Add realtime host dispatcher by wsttiger · Pull Request #4180 · NVIDIA/cuda-quantum

wsttiger · 2026-03-18T02:28:45Z

Summary

This PR refines the host-side dispatcher backend and adds end-to-end test coverage for the GRAPH_LAUNCH dispatch path.

Restrict host dispatcher to GRAPH_LAUNCH only — The host loop now only dispatches GRAPH_LAUNCH entries; HOST_CALL and DEVICE_CALL slots are dropped (cleared and advanced). Removes the unused dispatch_host_call path and updates comments/headers to reflect the GRAPH_LAUNCH-only design.

Add host dispatcher tests + external mailbox support — New test file test_host_dispatcher.cu with two tests:

Smoke test: starts the host loop via the C API, sends an RPC with an unknown function_id, and verifies the slot is silently dropped.
GRAPH_LAUNCH round-trip: full end-to-end test through the C API — allocates a pinned mailbox, captures an increment graph, wires the dispatcher, sends an RPC {0,1,2,3}, and asserts the graph produces {1,2,3,4} in-place.

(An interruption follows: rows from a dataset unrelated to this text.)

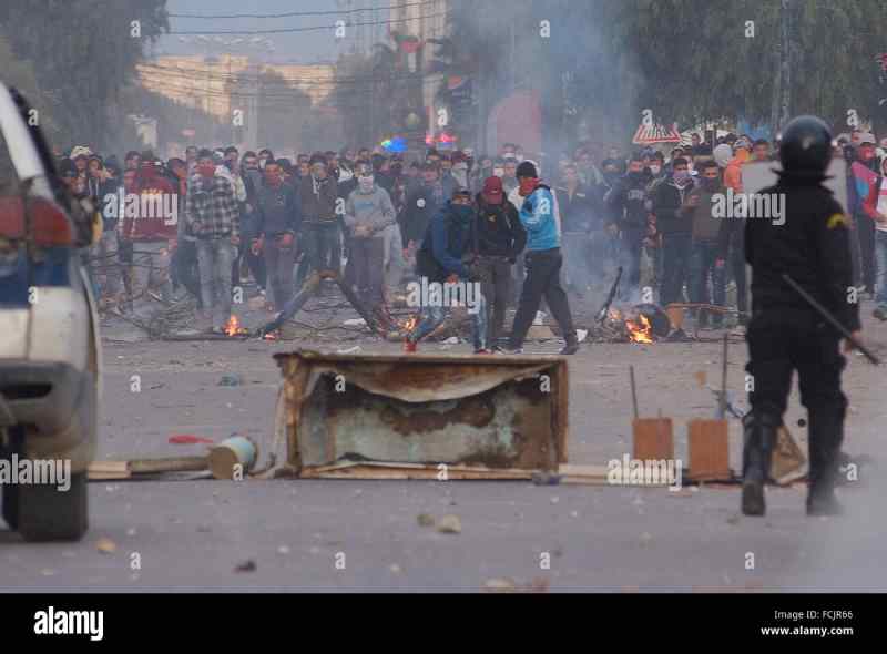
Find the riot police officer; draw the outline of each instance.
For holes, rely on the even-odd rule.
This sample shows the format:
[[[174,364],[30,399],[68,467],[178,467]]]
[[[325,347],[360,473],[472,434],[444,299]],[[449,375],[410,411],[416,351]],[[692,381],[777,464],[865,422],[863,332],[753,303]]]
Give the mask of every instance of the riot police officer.
[[[784,198],[784,216],[746,221],[745,259],[753,269],[753,316],[746,336],[752,410],[744,420],[742,490],[746,515],[765,512],[764,484],[794,370],[809,417],[807,514],[840,512],[834,491],[847,409],[840,390],[846,365],[840,336],[783,278],[788,275],[859,336],[859,307],[849,290],[849,219],[823,185],[832,152],[832,134],[823,121],[792,121],[783,132],[779,181],[761,192]],[[844,349],[849,350],[849,343]]]

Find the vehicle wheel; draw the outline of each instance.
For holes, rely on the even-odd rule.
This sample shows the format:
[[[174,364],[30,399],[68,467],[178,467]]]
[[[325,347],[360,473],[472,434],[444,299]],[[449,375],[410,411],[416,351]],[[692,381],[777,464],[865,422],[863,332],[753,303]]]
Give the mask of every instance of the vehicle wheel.
[[[79,541],[86,533],[86,472],[71,474],[71,488],[55,484],[18,487],[18,531],[26,541]],[[6,501],[4,501],[6,513]]]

New C API: cudaq_dispatcher_set_mailbox — Lets callers provide a caller-managed pinned (cudaHostAllocMapped) mailbox. This is required for GRAPH_LAUNCH because the graph must be captured with the device-side mailbox pointer before the dispatcher starts, and the internal allocation (plain new) is not device-visible. When no external mailbox is provided, the C API falls back to internal allocation (backward compatible).

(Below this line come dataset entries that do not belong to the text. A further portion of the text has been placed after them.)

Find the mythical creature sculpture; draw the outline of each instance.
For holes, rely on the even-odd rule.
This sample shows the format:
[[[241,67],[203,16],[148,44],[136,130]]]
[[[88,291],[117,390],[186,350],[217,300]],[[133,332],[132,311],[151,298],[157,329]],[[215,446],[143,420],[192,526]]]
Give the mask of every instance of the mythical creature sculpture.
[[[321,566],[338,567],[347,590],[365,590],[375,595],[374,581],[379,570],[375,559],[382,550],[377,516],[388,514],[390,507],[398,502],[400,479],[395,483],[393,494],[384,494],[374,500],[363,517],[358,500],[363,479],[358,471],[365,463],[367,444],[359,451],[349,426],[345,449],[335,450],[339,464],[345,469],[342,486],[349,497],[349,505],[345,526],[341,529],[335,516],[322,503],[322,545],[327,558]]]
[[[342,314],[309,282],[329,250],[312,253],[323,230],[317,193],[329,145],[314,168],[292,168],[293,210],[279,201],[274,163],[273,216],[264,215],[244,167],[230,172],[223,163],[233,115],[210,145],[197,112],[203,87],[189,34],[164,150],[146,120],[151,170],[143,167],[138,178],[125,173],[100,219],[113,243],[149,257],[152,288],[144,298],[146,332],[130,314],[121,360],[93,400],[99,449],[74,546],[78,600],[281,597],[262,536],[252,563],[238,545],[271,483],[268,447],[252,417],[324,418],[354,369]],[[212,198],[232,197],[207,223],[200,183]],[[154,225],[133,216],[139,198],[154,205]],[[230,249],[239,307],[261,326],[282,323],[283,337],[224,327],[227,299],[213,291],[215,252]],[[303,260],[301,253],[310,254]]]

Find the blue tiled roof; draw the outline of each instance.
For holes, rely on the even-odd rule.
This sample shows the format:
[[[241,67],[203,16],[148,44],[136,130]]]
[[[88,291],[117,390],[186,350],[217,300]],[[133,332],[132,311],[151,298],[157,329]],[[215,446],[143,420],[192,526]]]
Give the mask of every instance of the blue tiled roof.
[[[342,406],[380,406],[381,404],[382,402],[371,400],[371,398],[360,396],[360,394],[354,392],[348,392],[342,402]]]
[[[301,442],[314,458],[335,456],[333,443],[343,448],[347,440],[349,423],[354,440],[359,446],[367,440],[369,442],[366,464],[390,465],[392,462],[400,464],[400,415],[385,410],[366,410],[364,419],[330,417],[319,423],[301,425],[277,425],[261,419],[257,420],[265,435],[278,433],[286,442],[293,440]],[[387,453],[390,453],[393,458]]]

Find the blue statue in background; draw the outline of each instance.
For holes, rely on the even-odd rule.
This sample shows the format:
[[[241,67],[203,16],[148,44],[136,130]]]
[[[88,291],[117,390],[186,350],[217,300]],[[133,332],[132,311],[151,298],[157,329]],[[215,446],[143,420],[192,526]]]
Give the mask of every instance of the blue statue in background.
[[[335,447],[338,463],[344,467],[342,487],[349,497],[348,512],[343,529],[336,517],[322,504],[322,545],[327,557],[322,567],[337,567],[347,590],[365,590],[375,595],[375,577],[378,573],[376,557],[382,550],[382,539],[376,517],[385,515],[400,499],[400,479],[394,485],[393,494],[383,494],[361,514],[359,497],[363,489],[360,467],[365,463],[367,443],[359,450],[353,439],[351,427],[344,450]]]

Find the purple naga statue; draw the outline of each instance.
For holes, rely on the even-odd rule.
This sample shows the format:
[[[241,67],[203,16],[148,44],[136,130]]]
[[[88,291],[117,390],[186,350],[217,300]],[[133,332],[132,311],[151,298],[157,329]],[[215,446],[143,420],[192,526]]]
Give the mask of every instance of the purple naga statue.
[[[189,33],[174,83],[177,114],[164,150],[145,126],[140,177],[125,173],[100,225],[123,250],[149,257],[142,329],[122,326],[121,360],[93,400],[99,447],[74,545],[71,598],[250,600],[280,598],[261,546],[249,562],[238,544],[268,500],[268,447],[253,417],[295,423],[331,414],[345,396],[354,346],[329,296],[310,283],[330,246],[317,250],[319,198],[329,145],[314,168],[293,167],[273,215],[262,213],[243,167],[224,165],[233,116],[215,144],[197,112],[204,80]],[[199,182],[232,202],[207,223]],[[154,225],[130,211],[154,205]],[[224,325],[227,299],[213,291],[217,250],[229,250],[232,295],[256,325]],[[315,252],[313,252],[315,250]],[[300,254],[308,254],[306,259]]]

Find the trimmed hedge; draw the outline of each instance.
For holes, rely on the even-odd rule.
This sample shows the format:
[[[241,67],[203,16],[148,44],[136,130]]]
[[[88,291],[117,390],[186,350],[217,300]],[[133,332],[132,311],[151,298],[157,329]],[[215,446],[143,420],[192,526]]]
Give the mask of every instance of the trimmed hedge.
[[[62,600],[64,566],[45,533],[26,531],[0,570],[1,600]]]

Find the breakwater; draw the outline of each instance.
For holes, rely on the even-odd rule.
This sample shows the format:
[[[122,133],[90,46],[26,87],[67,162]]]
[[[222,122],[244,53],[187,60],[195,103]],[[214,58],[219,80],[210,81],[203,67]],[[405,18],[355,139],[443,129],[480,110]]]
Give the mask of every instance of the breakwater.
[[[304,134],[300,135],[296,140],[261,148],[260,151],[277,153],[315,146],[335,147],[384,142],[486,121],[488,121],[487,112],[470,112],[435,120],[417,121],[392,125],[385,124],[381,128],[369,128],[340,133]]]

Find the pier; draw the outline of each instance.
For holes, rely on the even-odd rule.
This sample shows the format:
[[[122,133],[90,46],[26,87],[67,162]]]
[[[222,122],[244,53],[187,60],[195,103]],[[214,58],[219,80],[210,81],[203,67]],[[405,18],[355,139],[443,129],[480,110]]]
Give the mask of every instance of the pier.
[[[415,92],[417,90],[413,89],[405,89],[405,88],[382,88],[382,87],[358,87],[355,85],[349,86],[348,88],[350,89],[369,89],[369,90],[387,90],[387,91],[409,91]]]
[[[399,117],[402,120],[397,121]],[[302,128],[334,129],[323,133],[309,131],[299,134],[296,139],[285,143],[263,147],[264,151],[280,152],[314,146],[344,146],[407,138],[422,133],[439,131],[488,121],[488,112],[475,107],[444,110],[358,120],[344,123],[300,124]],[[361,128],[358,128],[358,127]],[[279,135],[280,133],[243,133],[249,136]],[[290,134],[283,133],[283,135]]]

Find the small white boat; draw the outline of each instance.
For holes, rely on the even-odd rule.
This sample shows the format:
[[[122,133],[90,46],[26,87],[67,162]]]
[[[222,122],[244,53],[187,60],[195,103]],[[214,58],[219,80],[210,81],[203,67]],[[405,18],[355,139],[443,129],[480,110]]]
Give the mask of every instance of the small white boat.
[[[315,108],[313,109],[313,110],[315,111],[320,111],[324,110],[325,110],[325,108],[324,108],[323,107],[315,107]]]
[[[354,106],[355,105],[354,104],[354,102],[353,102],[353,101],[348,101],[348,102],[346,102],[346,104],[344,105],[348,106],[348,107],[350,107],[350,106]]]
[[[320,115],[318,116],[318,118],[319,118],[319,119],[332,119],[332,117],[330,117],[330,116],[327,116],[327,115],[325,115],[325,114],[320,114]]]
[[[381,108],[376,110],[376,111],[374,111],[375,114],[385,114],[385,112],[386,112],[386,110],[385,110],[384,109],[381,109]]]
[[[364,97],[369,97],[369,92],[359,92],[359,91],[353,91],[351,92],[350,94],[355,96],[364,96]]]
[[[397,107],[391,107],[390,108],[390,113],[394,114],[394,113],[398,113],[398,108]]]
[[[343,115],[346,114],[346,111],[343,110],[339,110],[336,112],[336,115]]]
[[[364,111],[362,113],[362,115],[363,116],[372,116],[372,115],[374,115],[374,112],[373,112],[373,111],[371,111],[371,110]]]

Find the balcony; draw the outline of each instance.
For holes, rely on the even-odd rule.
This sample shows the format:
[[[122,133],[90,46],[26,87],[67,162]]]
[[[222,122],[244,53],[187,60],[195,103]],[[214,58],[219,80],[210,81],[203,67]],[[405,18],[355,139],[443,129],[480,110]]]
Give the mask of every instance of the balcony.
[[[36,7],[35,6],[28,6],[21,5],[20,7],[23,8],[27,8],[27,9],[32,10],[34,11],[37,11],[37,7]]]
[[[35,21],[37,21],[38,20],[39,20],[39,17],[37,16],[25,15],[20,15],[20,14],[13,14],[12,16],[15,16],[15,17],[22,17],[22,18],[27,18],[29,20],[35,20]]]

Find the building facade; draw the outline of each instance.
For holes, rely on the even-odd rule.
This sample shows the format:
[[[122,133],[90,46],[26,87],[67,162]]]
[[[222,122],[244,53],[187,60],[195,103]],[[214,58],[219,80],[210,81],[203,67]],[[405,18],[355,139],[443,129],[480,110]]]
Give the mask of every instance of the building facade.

copy-pr-bot · 2026-03-18T02:28:49Z

This pull request requires additional validation before any workflows can run on NVIDIA's runners.

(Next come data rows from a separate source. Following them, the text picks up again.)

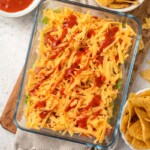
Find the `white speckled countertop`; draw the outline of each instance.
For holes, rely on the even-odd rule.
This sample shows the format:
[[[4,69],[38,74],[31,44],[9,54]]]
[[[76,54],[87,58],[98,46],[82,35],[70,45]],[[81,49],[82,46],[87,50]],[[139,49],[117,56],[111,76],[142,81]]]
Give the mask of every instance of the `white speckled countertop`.
[[[25,62],[34,12],[0,17],[0,116]],[[0,126],[0,150],[11,150],[14,135]]]

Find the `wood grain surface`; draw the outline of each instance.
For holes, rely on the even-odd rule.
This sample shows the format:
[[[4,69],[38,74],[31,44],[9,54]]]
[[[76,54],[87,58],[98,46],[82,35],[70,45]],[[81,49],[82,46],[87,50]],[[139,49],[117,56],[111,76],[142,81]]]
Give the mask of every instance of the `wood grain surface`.
[[[137,9],[135,9],[134,11],[129,12],[129,13],[135,15],[137,18],[140,19],[140,21],[142,23],[144,23],[145,17],[150,17],[150,0],[145,0],[140,7],[138,7]],[[145,48],[138,53],[138,56],[137,56],[137,59],[135,62],[135,66],[134,66],[134,71],[132,74],[131,83],[135,79],[138,67],[141,64],[141,62],[143,61],[148,48],[150,48],[150,46],[149,46],[150,45],[150,30],[143,30],[142,36],[143,36]],[[16,100],[18,97],[19,89],[20,89],[21,78],[22,78],[22,73],[20,74],[20,76],[16,82],[16,85],[14,86],[14,88],[12,90],[12,93],[8,99],[8,102],[7,102],[7,104],[4,108],[4,111],[2,113],[2,116],[0,118],[0,123],[1,123],[2,127],[12,133],[16,133],[16,126],[14,125],[14,122],[13,122],[13,114],[14,114],[14,109],[16,107]]]

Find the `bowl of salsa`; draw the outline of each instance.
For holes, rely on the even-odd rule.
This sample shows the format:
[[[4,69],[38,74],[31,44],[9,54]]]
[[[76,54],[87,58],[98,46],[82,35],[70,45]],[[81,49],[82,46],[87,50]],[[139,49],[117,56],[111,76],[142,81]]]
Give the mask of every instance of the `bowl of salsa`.
[[[31,12],[41,0],[0,0],[0,15],[20,17]]]

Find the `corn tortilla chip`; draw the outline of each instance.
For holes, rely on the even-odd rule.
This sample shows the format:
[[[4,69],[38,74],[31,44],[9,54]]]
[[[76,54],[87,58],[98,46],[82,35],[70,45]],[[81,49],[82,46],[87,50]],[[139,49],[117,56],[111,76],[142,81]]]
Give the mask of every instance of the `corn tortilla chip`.
[[[138,140],[143,141],[142,127],[139,120],[131,125],[129,128],[129,134],[133,138],[137,138]]]
[[[139,108],[135,108],[135,112],[137,113],[140,124],[142,127],[142,134],[143,134],[143,141],[145,142],[147,139],[150,138],[150,123],[145,121],[144,118],[148,118],[146,112]]]
[[[133,137],[129,134],[129,131],[125,133],[125,138],[129,143],[132,143]]]
[[[150,97],[149,96],[137,97],[136,101],[135,98],[131,98],[129,99],[129,103],[131,103],[133,106],[144,108],[146,110],[148,117],[150,118]]]
[[[128,124],[128,121],[129,121],[129,114],[125,115],[123,118],[122,118],[122,121],[121,121],[121,131],[123,133],[125,133],[127,131],[127,124]]]
[[[136,113],[133,109],[133,105],[129,101],[128,101],[128,111],[129,111],[129,121],[128,121],[128,128],[129,128],[131,126],[131,120],[132,120],[133,116],[136,115]]]
[[[144,92],[141,92],[141,93],[137,94],[137,96],[150,96],[150,90],[146,90]]]

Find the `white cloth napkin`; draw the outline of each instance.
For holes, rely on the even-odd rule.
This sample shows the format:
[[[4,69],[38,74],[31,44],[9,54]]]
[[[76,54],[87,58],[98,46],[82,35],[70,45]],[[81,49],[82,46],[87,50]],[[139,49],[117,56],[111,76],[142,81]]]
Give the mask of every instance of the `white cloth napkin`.
[[[72,0],[75,1],[75,0]],[[84,4],[90,4],[96,6],[94,0],[76,0]],[[147,54],[147,57],[142,64],[141,68],[150,68],[150,65],[147,65],[147,60],[150,60],[150,51]],[[132,85],[131,91],[138,91],[144,88],[150,87],[150,84],[144,81],[138,74],[135,82]],[[109,148],[115,150],[129,150],[129,147],[124,143],[121,136],[118,136],[117,145]],[[115,142],[116,143],[116,142]],[[86,147],[82,144],[77,144],[73,142],[68,142],[64,140],[59,140],[55,138],[50,138],[42,135],[37,135],[29,132],[24,132],[18,129],[13,143],[13,150],[90,150],[91,148]]]
[[[13,150],[89,150],[89,148],[83,144],[50,138],[18,129]]]

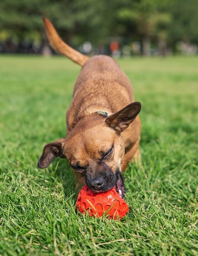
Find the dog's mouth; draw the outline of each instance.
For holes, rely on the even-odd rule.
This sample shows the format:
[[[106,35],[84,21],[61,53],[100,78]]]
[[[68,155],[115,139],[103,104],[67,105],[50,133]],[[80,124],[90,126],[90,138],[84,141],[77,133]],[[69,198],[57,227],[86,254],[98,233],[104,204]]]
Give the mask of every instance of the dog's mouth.
[[[93,189],[93,188],[91,189],[91,188],[90,188],[95,193],[100,193],[102,192],[107,192],[113,188],[114,188],[118,195],[122,198],[122,199],[124,199],[124,194],[125,193],[126,190],[124,184],[122,174],[119,170],[118,170],[117,171],[115,174],[115,179],[116,180],[116,181],[115,182],[114,182],[115,183],[114,183],[114,184],[112,186],[110,185],[110,186],[109,185],[108,186],[108,188],[104,188],[104,189],[102,190],[95,190],[95,189]],[[87,184],[88,187],[89,187],[89,185]]]
[[[119,196],[123,199],[126,190],[123,179],[123,177],[121,173],[117,172],[116,173],[117,181],[115,186],[115,190]]]

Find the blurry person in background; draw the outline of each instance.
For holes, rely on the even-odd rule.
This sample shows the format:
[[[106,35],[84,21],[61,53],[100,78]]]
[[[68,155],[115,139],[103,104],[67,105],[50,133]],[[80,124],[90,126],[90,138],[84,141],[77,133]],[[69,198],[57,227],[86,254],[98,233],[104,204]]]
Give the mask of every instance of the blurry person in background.
[[[112,57],[119,57],[120,56],[120,52],[119,50],[119,44],[117,42],[115,41],[111,42],[109,47]]]

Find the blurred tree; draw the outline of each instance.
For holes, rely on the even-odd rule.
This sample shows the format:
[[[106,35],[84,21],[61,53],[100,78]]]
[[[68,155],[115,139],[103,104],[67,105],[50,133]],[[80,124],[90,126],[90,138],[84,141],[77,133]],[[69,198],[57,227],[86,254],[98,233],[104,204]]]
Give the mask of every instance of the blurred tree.
[[[171,16],[164,11],[164,8],[163,11],[160,11],[158,7],[161,5],[161,3],[160,0],[124,0],[122,7],[118,11],[118,20],[125,22],[128,33],[131,33],[132,26],[133,29],[135,28],[135,31],[132,33],[135,32],[139,35],[142,42],[142,54],[144,56],[150,55],[152,37],[157,34],[161,40],[166,37],[166,30],[170,22]]]
[[[150,55],[151,41],[164,55],[167,43],[198,43],[198,12],[197,0],[3,0],[0,40],[41,41],[47,52],[42,15],[70,44],[123,36],[141,41],[143,55]]]
[[[174,0],[170,11],[172,22],[169,31],[168,41],[173,45],[178,41],[198,44],[198,1]]]
[[[16,41],[21,41],[25,38],[33,40],[36,38],[42,41],[46,51],[48,45],[42,15],[50,17],[61,33],[64,34],[65,40],[69,41],[69,31],[73,27],[74,22],[71,15],[72,2],[71,0],[58,2],[4,0],[0,1],[0,29],[7,31],[11,38],[14,37]]]

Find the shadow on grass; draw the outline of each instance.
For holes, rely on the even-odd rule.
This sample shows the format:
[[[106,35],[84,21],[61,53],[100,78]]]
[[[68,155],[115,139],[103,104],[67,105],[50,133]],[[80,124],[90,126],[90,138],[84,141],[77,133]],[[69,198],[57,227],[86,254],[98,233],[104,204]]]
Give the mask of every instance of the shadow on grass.
[[[67,161],[56,158],[53,161],[53,166],[55,176],[62,184],[65,196],[67,197],[75,193],[73,197],[76,199],[81,187],[76,188],[74,175]]]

Pull request vetters can view their responsibilities here.

Contributors can view more details about this message here.

bmhowe23 · 2026-03-18T22:52:15Z

/ok to test 6e48865

Command Bot: Processing...

github-actions · 2026-03-19T22:10:50Z

CUDA Quantum Docs Bot: A preview of the documentation can be found here.

wsttiger · 2026-03-23T14:19:27Z

/ok to test 4f3a446

Command Bot: Processing...

Signed-off-by: Scott Thornton <wsttiger@gmail.com>

github-actions · 2026-03-23T17:09:13Z

CUDA Quantum Docs Bot: A preview of the documentation can be found here.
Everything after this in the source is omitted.